Laut Muttermilchforschern sind gestillte Säuglinge wesentlich weniger anfällig gegen eine Reihe von Infektionskrankheiten wie Durchfall oder Mittelohrentzündungen. Foto: dpa

Studien des Wissenschaftlers Lars Bode zeigen: Die Muttermilch schützt vor Darmkrankheiten.

Stuttgart - Eine der eigentlich schönsten Wortverwandtschaften bietet der Begriff „stillen“: Das Baby, das gefüttert wird, hört auf zu schreien, sobald es gestillt ist. Doch diese Stille wird nicht selten durch andere Misstöne gestört: Nämlich um die wiederkehrende Diskussion, ob Mütter ihrem Kind überhaupt die Brust geben sollten – und wenn ja, wie lange.

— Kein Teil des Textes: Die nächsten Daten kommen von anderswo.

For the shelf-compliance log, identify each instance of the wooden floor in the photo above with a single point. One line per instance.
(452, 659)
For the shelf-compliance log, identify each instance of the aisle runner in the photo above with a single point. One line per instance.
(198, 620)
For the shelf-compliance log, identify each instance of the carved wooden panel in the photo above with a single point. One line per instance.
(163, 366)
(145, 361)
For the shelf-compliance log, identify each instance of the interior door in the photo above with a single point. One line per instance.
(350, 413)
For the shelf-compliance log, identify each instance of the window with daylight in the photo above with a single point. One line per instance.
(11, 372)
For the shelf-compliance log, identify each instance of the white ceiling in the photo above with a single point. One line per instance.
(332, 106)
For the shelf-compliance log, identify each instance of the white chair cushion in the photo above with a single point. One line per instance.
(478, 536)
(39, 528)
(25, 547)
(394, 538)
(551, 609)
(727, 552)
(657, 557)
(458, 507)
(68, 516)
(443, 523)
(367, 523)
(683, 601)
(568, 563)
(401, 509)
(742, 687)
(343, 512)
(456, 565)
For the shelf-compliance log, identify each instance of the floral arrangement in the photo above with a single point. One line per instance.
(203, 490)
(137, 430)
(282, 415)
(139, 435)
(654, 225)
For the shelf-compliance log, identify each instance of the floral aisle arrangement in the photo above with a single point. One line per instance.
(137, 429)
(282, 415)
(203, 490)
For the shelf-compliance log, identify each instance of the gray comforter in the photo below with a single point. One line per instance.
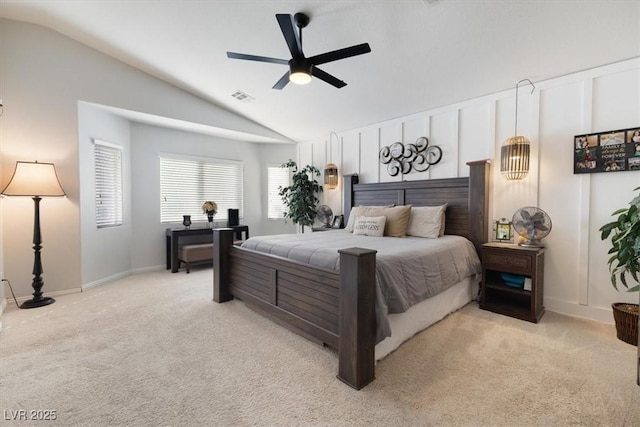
(409, 270)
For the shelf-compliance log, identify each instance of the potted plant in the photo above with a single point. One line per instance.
(625, 260)
(300, 197)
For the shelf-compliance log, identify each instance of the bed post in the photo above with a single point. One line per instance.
(479, 202)
(348, 182)
(356, 343)
(222, 242)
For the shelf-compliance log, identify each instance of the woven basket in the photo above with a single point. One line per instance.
(626, 318)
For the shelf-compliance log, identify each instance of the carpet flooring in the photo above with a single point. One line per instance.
(154, 350)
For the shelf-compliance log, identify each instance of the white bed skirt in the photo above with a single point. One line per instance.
(426, 313)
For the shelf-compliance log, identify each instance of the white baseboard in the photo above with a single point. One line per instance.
(121, 275)
(598, 314)
(105, 280)
(148, 269)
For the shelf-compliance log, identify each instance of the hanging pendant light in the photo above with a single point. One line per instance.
(514, 155)
(331, 169)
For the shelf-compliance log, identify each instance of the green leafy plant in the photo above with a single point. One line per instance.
(300, 197)
(625, 244)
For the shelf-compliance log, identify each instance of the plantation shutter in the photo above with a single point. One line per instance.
(186, 183)
(108, 180)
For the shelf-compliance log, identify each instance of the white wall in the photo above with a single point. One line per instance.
(105, 252)
(606, 98)
(43, 76)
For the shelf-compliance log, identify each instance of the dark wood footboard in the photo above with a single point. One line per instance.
(329, 307)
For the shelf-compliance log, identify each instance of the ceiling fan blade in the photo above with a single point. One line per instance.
(282, 82)
(327, 78)
(234, 55)
(335, 55)
(288, 27)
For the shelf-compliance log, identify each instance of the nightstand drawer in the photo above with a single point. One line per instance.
(513, 263)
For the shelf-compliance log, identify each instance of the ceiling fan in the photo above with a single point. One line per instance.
(302, 68)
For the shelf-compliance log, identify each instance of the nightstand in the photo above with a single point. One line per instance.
(496, 296)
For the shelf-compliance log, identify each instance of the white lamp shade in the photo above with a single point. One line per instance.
(34, 179)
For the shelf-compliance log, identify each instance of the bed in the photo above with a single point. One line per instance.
(335, 304)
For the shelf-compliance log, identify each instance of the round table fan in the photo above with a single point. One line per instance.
(533, 224)
(324, 215)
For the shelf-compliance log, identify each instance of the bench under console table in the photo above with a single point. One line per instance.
(200, 235)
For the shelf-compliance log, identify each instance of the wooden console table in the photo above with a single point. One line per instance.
(173, 236)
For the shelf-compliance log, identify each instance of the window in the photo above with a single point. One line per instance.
(276, 177)
(108, 170)
(186, 183)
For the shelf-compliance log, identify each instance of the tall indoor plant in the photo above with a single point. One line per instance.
(300, 197)
(625, 260)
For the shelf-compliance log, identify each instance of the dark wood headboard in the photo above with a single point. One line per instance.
(467, 199)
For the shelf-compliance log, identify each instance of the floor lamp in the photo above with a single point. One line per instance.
(35, 180)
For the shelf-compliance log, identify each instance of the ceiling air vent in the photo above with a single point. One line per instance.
(242, 97)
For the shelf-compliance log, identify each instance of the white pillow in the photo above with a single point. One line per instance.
(352, 219)
(370, 226)
(427, 221)
(357, 211)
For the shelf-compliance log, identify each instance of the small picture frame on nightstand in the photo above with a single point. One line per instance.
(503, 230)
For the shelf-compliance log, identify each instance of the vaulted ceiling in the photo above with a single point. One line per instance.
(425, 53)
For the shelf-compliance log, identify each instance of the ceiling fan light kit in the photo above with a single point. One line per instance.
(301, 68)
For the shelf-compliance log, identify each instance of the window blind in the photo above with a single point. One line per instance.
(108, 179)
(276, 177)
(185, 184)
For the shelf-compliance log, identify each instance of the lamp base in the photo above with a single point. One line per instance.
(37, 302)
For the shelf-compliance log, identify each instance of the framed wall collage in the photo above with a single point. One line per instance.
(611, 151)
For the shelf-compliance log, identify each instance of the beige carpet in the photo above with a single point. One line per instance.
(153, 349)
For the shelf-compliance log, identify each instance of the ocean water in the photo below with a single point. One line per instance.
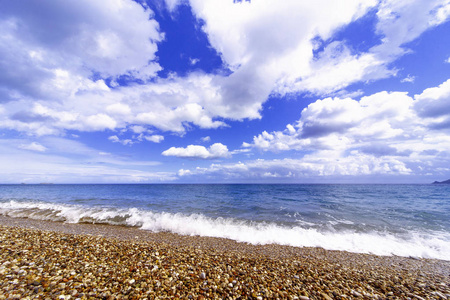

Tatsächlich empfiehlt die Weltgesundheitsorganisation (WHO) als auch die Nationale Stillkommission, das für die Mehrzahl der Säuglinge im ersten Lebenshalbjahr Muttermilch die beste Ernährung ist. Wie danach gefüttert wird – ob Brust oder Flasche – ,bleibt der Mutter selbst überlassen.

Für so manche bietet diese Richtlinie offenbar zu viel Entscheidungsfreiheit: So beklagte schon 2010 die französische Philosophin und Feministin Elisabeth Badinter, dass Stillen die Frauen an die Kinder bindet und sie damit für die Berufstätigkeit oder zur Ehefrau, ungeeignet macht. Sätze, die dem brasilianischen Top-Model Gisele Bündchen gar nicht gefallen dürften: Forderte die damals frischgebackene Mutter ein Gesetz, das Frauen verpflichten sollte, ihre Babys sechs Monate lang zu stillen.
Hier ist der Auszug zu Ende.